歩き慣れた道をペロと進む。今まで犬を飼ったことはなかったけれど、犬が人間の一番の友人だと言われるのもうなずける。本当に心優しい動物だと思う。

壁を辿りあの公園への曲がり角を右に曲がる。冷たい空気の中をしばらく進むと開けたところに出た感じがした。

「ついた・・かな」

きっとあの時と何も変わっていないはずだ。ブランコと滑り台だけの簡素な公園。

僕はブランコがあるはずの方向へ進む。ペロが立ち止まったのを感じ、手で確認しながらゆっくりとブランコに腰かけた。

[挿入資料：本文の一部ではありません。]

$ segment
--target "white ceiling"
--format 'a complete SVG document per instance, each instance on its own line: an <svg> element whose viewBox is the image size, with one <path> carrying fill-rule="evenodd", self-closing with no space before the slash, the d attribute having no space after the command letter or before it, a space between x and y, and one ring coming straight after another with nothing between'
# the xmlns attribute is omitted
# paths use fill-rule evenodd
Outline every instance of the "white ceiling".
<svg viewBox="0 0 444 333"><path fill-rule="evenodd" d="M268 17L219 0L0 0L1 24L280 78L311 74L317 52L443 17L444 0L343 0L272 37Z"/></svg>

あの時もこんなだった。僕はしばらく空を見上げて感慨に浸っていた。父のこと、別の中学に進んだ友達のこと。あの当時悩みといえるほどのことはなかったけれど、それでも小さな心配事を心に浮かべては『ああ、辛いな』なんて考えていた。きっとこんな風になることを三年前の僕が知っていたなら、あんな小さなことで悩まなかったはずだ。僕が思わず苦笑を浮かべたその時。

ウー、ワン!

突然の低いうなり声と吠え声。

「え?ペロ・・・?」

ペロは盲導犬で穏やかな犬。今まで吠え声なんてほとんど聞いたことがない。それもこんな警戒心をむき出しにした声なんて。

「どうしたんだ?誰かいるの?」

ウー。

低いうなり声は続く。これほど自分の目が見えないことに焦りを感じたことはなかった。何か危険が近づいているかもしれないのに、僕にはわからない。闇雲に逃げることもできない。

「ペロ、どこにいるの?そばにいて」

ペロの身体に触れようとしたが、すぐそばにいたはずの彼はいない。

「ペロ!ペロ!」

その瞬間。

「――見つけた」

「・・・え?」

すぐ耳元で聞こえた声に思わず身を引く。

「あ」

僕は思わずバランスを崩し、ブランコの上から転げ落ちた。

頭を強く打ち、目の前が真っ暗になる。

「――探したよ」

それが意識を失う前に僕が聞いた最後の言葉だった。